The major sports of youth street sports and culture movement Ghetto Games are 3x3 basketball, 3x3 football, 3x3 floorball, pancration - Ghetto Fight, street dance - Ghetto dance and such extreme sports as BMX, skateboarding, extreme inline, scooters, wakeboarding, velo trial and velo trial bikes and freestyle motorcycle. Individual sports might have direction as well, such as 1vs1 football and 1vs1 basketball. The event also includes the musical project similar to X-Factor.

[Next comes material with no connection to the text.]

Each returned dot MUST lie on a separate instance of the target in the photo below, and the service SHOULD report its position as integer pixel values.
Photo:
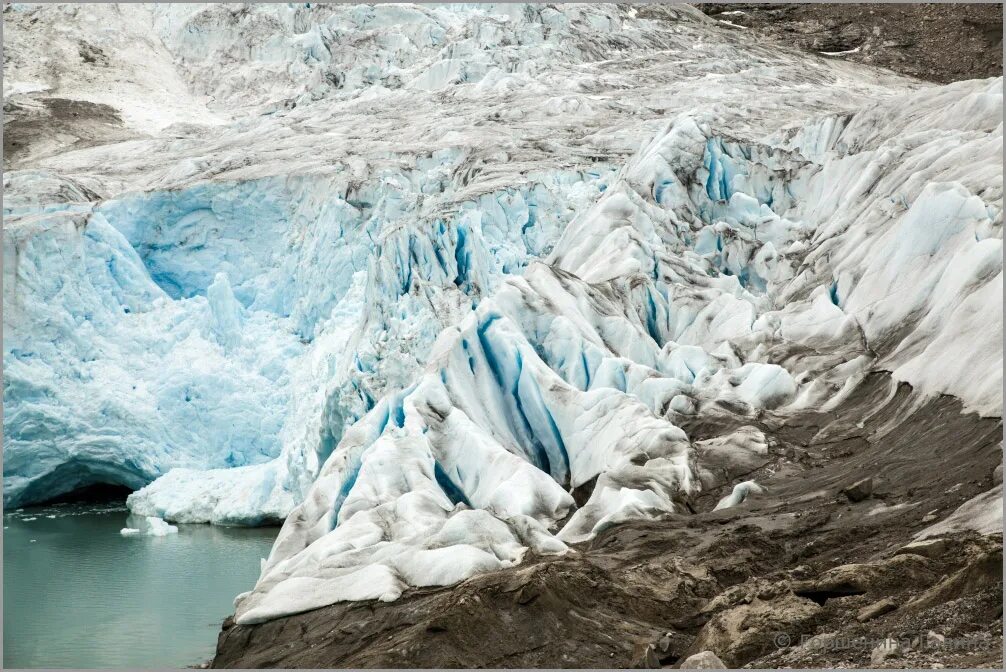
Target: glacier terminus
(444, 288)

Ghetto Games was founded by former Latvian basketball player Raimonds Elbakjans.

The Mission

The mission of Ghetto Games is to create a platform for young people to develop their talents - where they can open up physically and morally as well as create a place where people who were dropped out of school or rejected from other places, would feel accepted.

Ghetto Art
Vladislav Lakse joined Ghetto Games in the first season and did his first form of digital art about street basketball which was later used in Ghetto street art.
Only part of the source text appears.